As we are based in Australia, your data may be transferred to and processed in Australia. Australia is recognised as providing adequate data protection under GDPR. We ensure all data transfers comply with applicable data protection requirements.

Data Retention

We retain your personal data only for as long as necessary to fulfil the purposes for which it was collected. Specific retention periods vary depending on the type of data and our legal obligations.

Security Measures

We implement appropriate technical and organisational measures to ensure a level of security appropriate to the risk, including:

• Encryption of data in transit
• Regular security assessments
• Access controls and authentication
• Staff training on data protection

Exercising Your Rights

To exercise any of your rights, please contact us at [email protected]. We will respond to your request within 30 days. If we need additional time, we will inform you of the reason for the delay.

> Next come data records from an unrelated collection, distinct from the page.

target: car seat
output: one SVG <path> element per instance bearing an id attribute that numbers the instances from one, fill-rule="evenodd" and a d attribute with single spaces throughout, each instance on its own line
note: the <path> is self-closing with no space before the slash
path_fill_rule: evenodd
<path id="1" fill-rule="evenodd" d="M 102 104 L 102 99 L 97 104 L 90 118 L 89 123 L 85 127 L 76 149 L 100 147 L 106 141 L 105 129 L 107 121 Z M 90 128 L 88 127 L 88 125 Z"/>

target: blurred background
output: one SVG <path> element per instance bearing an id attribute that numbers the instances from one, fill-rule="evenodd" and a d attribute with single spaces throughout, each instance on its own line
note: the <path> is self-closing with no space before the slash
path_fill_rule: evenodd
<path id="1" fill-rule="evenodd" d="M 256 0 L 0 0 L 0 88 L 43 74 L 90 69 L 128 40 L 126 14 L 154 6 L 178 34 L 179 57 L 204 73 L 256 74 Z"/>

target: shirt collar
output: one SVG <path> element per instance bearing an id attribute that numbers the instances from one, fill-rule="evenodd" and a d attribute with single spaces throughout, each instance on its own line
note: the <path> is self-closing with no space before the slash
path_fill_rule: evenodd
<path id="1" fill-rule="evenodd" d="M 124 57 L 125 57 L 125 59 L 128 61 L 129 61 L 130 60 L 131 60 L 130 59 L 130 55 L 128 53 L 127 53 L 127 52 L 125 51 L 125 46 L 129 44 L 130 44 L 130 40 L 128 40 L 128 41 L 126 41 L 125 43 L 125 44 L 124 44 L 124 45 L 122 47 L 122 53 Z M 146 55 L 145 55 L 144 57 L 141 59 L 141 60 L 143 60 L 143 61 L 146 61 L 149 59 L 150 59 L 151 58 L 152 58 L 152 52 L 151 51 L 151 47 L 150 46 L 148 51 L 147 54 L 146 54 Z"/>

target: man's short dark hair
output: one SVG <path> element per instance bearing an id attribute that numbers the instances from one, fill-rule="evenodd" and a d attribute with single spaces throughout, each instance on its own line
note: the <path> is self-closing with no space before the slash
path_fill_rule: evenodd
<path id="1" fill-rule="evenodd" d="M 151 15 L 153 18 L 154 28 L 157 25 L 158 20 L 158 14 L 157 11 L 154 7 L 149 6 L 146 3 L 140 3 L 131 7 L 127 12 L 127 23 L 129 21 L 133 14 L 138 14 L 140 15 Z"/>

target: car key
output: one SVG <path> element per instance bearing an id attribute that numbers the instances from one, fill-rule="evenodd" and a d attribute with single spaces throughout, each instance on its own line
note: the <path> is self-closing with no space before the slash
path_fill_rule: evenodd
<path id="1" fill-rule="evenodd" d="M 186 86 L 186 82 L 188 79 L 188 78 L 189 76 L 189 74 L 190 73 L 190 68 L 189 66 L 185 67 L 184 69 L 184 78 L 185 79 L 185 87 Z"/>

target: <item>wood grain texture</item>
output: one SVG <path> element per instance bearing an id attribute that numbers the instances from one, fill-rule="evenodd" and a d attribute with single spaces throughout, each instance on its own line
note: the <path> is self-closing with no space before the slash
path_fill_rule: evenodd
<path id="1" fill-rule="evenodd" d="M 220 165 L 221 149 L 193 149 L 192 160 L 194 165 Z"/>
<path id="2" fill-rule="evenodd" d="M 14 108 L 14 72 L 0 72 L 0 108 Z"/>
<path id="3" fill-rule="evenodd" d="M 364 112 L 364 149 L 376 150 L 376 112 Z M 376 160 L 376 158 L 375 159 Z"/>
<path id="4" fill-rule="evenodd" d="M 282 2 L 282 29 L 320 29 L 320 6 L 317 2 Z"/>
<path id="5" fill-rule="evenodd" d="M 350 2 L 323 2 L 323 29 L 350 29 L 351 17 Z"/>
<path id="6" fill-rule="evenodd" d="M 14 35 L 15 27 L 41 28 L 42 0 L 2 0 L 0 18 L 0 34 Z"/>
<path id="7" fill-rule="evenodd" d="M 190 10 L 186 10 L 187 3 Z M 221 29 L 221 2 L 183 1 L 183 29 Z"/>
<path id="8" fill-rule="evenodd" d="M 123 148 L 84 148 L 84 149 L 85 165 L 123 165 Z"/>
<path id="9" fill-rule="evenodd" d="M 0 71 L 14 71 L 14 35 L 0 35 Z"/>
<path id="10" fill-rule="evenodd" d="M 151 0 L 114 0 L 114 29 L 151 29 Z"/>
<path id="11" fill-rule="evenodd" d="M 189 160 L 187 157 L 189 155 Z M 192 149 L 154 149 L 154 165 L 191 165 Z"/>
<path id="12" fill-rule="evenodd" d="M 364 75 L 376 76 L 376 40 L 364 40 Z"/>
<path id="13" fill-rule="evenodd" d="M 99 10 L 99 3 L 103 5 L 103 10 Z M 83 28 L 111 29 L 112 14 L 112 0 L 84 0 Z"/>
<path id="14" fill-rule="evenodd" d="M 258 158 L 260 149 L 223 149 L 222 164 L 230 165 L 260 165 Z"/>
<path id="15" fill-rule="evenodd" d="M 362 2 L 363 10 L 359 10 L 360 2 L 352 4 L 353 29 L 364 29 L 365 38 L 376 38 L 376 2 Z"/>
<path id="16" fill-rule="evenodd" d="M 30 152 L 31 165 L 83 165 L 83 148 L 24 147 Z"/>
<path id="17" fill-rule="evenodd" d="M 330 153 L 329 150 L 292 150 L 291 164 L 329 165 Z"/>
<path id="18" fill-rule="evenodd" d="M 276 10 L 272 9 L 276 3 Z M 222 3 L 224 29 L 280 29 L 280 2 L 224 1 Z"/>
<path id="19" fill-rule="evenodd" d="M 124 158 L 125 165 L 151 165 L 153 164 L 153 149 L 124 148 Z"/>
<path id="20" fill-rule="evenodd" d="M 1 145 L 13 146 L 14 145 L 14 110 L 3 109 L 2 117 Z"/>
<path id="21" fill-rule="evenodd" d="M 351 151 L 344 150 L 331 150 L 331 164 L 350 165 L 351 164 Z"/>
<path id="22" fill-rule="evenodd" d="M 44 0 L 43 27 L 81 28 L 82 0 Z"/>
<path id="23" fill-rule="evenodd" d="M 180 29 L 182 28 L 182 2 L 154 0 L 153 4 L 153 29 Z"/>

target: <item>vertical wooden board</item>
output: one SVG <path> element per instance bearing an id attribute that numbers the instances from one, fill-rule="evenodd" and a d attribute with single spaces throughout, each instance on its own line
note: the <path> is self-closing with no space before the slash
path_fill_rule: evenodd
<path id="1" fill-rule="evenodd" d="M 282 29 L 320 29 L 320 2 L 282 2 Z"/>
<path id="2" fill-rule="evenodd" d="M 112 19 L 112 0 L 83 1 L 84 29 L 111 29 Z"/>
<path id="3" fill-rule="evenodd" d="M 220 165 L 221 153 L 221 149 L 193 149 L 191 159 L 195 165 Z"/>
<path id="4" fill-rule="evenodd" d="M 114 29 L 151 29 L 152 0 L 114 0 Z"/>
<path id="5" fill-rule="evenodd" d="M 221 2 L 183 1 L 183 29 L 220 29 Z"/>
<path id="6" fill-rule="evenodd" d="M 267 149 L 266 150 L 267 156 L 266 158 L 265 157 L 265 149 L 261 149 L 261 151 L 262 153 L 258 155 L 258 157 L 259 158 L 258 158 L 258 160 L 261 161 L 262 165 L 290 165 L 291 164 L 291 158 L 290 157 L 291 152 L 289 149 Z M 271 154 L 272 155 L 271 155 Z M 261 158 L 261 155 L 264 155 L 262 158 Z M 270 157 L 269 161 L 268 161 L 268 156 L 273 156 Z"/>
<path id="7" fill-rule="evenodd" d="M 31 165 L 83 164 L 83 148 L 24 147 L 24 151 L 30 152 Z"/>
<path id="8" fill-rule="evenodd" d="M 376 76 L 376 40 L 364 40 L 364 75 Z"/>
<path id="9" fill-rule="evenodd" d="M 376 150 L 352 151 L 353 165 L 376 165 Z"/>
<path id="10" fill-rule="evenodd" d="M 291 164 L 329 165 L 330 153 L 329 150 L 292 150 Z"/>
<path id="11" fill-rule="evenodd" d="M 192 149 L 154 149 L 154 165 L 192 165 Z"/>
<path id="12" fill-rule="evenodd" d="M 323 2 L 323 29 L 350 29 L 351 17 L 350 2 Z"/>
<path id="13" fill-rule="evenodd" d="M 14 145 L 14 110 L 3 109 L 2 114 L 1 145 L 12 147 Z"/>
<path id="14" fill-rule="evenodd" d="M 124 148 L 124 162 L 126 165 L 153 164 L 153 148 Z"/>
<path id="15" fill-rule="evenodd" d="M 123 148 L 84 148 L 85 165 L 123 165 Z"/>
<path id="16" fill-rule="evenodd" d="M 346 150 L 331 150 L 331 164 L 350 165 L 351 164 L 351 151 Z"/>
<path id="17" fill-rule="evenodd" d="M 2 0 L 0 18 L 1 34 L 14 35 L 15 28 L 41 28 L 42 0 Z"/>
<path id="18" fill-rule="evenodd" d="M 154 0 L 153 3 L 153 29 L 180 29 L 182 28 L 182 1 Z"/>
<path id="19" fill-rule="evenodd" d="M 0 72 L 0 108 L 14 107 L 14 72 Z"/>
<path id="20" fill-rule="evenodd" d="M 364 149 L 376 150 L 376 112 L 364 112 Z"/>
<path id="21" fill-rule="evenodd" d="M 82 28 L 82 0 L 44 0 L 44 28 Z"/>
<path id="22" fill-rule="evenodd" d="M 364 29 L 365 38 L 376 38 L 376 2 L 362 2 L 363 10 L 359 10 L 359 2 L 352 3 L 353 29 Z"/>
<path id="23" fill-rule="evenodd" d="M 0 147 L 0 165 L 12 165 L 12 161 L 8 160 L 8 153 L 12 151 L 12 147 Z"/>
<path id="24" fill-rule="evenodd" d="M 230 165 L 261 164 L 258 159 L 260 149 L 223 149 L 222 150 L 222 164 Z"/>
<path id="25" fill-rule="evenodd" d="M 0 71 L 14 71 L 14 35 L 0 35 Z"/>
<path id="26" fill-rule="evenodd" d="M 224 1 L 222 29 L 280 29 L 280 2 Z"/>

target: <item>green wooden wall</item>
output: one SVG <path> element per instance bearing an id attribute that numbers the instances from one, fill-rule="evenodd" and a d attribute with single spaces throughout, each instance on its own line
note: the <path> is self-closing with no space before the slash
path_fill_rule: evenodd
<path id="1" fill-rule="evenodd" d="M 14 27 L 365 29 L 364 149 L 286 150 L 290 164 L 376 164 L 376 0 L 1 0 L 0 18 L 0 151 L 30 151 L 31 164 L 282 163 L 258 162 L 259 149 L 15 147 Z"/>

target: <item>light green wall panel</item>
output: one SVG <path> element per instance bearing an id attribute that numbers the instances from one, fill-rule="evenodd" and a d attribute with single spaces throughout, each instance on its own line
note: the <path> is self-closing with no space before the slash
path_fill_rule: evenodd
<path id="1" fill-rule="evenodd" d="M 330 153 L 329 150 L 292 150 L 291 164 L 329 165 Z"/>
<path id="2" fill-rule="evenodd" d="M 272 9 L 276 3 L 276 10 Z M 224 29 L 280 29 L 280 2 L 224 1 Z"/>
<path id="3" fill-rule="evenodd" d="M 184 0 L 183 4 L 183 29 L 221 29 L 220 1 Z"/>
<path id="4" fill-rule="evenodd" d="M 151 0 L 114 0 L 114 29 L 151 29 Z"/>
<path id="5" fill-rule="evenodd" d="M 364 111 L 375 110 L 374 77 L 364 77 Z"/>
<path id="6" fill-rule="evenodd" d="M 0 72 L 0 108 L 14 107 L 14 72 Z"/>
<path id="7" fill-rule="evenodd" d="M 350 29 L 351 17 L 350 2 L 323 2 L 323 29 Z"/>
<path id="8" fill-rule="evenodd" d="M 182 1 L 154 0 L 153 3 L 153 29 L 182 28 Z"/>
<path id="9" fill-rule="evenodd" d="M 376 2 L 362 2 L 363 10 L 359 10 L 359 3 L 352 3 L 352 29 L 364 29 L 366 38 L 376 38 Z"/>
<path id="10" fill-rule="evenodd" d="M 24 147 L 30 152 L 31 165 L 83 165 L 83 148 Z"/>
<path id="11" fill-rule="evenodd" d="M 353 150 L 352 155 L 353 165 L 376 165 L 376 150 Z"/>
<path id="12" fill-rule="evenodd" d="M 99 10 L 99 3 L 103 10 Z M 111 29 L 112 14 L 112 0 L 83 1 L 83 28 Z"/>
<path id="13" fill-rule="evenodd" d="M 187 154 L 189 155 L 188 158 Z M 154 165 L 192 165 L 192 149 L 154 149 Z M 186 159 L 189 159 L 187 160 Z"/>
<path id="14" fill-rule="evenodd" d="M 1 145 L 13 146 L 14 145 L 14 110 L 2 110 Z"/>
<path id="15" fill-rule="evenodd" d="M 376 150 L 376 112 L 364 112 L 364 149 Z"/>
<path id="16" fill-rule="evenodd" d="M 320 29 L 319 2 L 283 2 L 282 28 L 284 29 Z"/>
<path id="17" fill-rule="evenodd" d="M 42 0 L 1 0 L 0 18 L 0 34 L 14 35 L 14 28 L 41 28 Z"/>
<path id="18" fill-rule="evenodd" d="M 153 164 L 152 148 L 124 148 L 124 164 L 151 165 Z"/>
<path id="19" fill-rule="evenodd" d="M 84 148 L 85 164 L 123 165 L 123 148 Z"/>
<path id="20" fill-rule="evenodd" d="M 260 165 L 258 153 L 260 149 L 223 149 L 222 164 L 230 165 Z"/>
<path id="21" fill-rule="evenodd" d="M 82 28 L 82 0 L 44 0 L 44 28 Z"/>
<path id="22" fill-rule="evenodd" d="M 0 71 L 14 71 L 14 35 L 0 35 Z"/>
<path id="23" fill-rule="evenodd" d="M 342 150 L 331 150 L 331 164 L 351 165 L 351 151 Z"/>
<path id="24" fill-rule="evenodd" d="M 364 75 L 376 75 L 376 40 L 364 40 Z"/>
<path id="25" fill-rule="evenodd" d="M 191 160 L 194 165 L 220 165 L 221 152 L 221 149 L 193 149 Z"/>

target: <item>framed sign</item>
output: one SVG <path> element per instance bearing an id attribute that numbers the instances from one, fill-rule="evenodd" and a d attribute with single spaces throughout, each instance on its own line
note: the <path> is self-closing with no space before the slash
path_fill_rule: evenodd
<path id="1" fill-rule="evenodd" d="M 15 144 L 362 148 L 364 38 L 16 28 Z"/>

You will not be charged a fee for exercising your rights unless your request is clearly unfounded or excessive.

Complaints

If you believe your data protection rights have been violated, you have the right to lodge a complaint with a supervisory authority. For EEA residents, this would be your local data protection authority. For Australian residents, complaints can be made to the Office of the Australian Information Commissioner.

Changes to This Notice

We may update this GDPR notice from time to time. Any changes will be posted on this page with an updated revision date.